Der VVN-BdA hat in einer Broschüre zum Thema, die Geschichte der Straße recherchiert: Darin heißt es u.a.: "Lüneburg ehrt Hindenburg, Hitler und das Andenken Horst Wessels" musste man am 8.4.1933 im Lüneburgschen Anzeiger lesen. Diese Straßenumbenennung war der Dank der Lüneburger Nazis und deren Mitläufer dafür, dass Hindenburg auf Drängen führender Kreise der Hochfinanz, Großindustrie und des Junkertums Hitler zum Reichskanzler gemacht hatte. Nach dem zweiten Weltkrieg verschwand dieser Straßenname als Relikt der faschistischen Vergangenheit wieder aus dem Stadtbild Lüneburgs. Am 3.4.1947 wurde die Hindenburgstraße wieder in Gartenstraße umbenannt und die Adolf-Hitler-Straße in Lindenstraße. Im Rat der Stadt allerdings konnte der "Bund der Heimatvertriebenen und Entrechteten" und die CDU gemeinsam mit der Deutschen Partei und Stimmen der SPD die Tradition der Nazis aus dem Jahre 1933 aufgreifen und die Rückbenennung der Gartenstraße in Hindenburgstraße durchsetzen. Da die Zeit der antifaschistischen und antimilitaristischen Gesetzgebung der Alliierten vorbei sei, so argumentierten Bürgermeister Oskar Heideborn und Ratsherr Gerhard Prott im Rat der Stadt im Dezember 1952, könne wieder der Rückgriff auf den "Feldmarschall, Ostpreußenbefreier und größten Deutschen" gewagt werden.

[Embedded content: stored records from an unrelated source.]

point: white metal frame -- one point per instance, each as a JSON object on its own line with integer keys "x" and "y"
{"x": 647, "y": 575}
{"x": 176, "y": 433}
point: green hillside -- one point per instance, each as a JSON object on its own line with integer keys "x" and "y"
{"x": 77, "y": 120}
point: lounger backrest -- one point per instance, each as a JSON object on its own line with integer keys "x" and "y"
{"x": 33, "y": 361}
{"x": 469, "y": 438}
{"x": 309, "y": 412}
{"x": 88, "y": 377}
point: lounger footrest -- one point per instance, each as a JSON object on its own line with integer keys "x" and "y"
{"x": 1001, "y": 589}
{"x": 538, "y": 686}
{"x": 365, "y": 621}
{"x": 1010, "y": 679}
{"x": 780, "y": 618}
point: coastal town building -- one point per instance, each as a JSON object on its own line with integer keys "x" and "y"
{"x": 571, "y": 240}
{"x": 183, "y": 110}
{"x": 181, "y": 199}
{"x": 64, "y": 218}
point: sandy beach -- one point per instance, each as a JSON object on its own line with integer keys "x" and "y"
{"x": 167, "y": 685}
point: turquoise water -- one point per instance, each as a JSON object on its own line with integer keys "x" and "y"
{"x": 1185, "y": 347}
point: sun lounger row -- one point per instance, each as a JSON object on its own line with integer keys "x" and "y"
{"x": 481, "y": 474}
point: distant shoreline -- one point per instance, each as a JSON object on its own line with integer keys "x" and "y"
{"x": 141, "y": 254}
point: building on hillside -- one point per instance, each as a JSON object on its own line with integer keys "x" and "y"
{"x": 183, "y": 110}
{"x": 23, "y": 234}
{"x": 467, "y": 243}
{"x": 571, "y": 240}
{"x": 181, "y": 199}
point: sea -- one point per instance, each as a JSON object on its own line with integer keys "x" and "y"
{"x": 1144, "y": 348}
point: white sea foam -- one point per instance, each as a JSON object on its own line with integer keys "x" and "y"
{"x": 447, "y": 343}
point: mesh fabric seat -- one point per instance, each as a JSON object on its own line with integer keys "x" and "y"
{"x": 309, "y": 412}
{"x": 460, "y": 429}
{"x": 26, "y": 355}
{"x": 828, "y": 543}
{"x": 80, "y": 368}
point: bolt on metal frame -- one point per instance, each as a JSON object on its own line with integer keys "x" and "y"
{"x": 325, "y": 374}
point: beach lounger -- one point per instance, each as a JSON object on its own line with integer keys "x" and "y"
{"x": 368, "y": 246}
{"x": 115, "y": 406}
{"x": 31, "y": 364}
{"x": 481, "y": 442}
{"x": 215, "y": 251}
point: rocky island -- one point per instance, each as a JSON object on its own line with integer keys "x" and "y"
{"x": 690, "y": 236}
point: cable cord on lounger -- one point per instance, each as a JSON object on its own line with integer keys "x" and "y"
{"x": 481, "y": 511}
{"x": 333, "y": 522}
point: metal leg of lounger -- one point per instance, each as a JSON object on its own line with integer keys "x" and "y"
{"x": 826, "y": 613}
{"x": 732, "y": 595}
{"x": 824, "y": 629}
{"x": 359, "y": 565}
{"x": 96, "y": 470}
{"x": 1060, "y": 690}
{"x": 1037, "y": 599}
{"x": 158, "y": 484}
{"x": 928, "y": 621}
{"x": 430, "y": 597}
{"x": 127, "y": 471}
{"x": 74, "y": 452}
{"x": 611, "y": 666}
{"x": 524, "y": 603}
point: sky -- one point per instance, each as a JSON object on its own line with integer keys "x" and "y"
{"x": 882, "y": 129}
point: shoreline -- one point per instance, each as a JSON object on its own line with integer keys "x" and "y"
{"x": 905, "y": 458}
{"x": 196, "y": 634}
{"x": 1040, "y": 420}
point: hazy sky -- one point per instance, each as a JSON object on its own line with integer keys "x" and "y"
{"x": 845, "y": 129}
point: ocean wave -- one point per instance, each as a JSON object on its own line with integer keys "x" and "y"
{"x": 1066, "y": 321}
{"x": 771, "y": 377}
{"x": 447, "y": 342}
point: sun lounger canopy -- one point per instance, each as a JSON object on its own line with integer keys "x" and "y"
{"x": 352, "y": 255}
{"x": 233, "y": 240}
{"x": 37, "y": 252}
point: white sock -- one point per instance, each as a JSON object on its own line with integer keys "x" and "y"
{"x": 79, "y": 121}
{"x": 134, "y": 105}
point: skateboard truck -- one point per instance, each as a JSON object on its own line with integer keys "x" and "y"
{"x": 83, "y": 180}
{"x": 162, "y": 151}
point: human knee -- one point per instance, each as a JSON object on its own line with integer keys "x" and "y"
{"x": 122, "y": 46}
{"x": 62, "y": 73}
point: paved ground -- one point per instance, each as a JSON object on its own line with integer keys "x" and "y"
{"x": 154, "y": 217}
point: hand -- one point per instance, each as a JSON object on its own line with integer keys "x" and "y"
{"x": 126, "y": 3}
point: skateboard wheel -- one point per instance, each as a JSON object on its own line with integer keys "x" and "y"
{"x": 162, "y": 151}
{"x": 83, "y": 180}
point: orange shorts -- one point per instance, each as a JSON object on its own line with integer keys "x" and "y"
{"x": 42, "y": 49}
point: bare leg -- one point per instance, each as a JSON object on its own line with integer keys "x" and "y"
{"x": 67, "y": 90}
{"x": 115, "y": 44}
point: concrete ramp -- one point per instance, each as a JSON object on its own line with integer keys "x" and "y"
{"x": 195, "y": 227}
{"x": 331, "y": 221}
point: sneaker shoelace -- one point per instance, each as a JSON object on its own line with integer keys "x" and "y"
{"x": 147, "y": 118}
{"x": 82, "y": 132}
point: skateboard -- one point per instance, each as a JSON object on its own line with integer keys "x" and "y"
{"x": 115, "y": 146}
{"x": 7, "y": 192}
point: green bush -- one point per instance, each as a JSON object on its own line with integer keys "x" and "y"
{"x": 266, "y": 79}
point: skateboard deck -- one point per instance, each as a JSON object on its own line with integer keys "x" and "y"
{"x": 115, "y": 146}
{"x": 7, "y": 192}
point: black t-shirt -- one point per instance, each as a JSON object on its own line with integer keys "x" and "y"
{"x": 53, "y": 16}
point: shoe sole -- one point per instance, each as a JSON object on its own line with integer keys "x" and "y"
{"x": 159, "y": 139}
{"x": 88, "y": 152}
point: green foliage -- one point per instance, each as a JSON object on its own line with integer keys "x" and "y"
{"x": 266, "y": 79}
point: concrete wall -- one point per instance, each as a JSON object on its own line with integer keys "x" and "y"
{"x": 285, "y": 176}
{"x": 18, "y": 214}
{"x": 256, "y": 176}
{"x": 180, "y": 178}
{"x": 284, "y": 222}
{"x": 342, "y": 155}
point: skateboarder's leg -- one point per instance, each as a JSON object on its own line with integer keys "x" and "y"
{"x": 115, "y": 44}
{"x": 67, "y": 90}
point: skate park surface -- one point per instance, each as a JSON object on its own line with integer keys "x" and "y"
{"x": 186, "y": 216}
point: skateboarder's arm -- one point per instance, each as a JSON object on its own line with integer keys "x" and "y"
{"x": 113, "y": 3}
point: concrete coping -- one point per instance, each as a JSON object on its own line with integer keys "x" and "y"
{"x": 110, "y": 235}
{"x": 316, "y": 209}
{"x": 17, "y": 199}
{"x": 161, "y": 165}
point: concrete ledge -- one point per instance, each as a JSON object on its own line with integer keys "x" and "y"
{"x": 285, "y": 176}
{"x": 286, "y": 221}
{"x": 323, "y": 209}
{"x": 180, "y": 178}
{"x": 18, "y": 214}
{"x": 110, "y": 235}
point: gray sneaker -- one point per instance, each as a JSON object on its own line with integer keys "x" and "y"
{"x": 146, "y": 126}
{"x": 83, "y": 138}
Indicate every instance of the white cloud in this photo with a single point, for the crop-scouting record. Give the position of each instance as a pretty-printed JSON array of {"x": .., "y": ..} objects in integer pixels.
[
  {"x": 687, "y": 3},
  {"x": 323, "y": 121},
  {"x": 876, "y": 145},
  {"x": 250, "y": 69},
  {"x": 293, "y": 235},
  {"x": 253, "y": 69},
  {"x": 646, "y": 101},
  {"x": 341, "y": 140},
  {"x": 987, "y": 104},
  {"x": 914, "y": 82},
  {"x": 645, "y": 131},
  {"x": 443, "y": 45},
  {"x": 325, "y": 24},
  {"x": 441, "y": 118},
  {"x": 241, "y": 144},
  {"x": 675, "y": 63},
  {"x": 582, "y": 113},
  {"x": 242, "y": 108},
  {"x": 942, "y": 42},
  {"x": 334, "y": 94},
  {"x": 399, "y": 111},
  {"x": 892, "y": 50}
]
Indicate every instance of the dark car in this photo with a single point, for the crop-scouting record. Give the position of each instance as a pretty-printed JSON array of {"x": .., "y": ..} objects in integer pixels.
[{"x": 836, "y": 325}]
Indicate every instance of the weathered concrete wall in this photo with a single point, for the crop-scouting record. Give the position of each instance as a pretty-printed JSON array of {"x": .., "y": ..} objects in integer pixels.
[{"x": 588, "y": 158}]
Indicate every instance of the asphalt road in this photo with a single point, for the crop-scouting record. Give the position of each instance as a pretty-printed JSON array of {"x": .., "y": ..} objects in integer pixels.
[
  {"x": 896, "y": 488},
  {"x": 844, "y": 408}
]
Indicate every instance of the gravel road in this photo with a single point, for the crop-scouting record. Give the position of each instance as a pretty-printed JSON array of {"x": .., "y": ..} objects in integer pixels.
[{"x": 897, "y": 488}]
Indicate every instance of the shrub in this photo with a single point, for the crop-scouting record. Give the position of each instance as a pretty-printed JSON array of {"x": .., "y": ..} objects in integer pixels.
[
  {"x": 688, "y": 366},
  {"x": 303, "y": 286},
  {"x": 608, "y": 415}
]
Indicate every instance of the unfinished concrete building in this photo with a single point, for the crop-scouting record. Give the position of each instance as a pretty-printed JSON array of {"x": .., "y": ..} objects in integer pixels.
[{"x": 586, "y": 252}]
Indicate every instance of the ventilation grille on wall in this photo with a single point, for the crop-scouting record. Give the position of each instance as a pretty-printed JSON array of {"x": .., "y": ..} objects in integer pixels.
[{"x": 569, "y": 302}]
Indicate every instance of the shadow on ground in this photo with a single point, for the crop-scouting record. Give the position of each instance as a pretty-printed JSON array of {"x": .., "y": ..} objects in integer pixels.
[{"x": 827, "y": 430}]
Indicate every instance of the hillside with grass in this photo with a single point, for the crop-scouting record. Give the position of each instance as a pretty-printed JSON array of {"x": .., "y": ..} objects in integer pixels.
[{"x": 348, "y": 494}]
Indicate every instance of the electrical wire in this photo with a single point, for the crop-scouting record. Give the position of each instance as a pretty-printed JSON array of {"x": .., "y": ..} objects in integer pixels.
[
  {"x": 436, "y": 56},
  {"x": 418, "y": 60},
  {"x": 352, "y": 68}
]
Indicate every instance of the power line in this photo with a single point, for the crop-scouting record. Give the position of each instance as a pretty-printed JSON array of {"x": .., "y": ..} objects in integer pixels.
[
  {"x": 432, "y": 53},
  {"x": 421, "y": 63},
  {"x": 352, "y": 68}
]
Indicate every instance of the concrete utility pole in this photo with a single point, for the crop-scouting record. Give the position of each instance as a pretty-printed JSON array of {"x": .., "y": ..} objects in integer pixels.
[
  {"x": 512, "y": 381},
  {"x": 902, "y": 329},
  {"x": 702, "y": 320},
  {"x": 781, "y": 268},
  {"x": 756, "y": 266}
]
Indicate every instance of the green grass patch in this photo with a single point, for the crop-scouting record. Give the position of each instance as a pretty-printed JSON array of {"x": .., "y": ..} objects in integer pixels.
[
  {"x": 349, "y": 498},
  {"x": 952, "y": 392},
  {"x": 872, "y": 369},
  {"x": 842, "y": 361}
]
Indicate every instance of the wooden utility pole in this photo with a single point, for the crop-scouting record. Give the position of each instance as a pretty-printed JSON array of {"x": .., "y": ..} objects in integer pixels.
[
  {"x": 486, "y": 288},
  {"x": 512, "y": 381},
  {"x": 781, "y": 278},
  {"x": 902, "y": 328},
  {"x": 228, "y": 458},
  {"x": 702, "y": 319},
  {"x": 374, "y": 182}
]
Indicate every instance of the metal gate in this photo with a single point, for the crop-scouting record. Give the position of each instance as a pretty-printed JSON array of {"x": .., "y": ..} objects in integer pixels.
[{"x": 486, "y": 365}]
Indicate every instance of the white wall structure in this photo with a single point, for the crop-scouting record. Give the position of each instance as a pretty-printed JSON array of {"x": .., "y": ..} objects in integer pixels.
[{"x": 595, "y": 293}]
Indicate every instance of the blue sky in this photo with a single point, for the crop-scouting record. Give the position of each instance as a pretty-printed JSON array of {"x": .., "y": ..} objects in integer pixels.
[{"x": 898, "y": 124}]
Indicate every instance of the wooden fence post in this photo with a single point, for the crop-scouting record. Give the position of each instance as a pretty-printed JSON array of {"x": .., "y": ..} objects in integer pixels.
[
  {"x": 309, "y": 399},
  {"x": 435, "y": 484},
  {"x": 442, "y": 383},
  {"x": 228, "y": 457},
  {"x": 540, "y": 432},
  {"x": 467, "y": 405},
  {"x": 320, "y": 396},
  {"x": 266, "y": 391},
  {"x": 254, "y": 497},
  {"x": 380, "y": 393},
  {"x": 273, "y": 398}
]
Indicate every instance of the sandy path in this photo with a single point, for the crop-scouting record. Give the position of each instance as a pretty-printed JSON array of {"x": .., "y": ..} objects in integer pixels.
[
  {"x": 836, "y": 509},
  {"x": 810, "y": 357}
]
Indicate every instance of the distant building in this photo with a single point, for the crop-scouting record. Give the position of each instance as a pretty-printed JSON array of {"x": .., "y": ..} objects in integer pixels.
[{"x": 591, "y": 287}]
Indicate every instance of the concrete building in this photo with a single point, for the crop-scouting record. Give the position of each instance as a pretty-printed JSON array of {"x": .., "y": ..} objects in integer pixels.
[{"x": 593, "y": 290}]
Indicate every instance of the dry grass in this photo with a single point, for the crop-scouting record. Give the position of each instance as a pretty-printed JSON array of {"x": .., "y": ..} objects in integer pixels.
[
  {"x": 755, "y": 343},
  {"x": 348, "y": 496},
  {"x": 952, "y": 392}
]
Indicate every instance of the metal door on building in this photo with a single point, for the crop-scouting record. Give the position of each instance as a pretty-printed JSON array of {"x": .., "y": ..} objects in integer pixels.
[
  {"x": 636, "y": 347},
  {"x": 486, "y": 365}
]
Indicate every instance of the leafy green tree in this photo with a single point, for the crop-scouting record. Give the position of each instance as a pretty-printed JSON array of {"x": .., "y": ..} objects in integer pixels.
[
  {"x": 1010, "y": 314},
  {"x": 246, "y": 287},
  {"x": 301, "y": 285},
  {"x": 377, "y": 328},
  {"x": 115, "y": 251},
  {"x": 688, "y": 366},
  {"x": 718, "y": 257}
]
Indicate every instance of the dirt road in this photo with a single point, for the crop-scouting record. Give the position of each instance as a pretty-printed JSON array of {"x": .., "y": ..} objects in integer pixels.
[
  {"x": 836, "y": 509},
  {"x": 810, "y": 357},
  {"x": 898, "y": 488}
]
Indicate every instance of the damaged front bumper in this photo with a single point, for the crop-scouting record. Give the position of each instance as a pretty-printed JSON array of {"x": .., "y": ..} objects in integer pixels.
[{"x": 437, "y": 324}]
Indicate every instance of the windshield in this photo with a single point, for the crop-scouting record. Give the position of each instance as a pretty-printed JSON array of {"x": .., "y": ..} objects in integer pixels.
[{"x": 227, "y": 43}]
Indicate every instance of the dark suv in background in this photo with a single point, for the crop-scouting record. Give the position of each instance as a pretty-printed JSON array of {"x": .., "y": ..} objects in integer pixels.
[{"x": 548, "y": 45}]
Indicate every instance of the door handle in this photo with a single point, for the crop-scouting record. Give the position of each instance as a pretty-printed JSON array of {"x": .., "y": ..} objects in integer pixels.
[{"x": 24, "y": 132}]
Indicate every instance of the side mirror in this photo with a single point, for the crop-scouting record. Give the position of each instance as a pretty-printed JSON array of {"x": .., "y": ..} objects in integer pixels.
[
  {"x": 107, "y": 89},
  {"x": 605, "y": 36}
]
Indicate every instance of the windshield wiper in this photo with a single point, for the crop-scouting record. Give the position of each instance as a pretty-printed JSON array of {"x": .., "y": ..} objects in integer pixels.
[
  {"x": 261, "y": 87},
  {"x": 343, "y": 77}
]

„Die Ratsmehrheit entschied sich nach Kriegsende tatsächlich wieder für die Rückbenennung in Hindenburgstraße. Dies ist ein besonderer Skandal in der Lüneburger Nachkriegsgeschichte, auch im Vergleich zu anderen Städten mit einer noch aus dem Faschismus stammenden Hindenburgstraße. In Lüneburg heißt sie nicht immer noch, sondern schon wieder so“ fasst Riechey zusammen. „Wir hoffen auf eine breite Mehrheit“.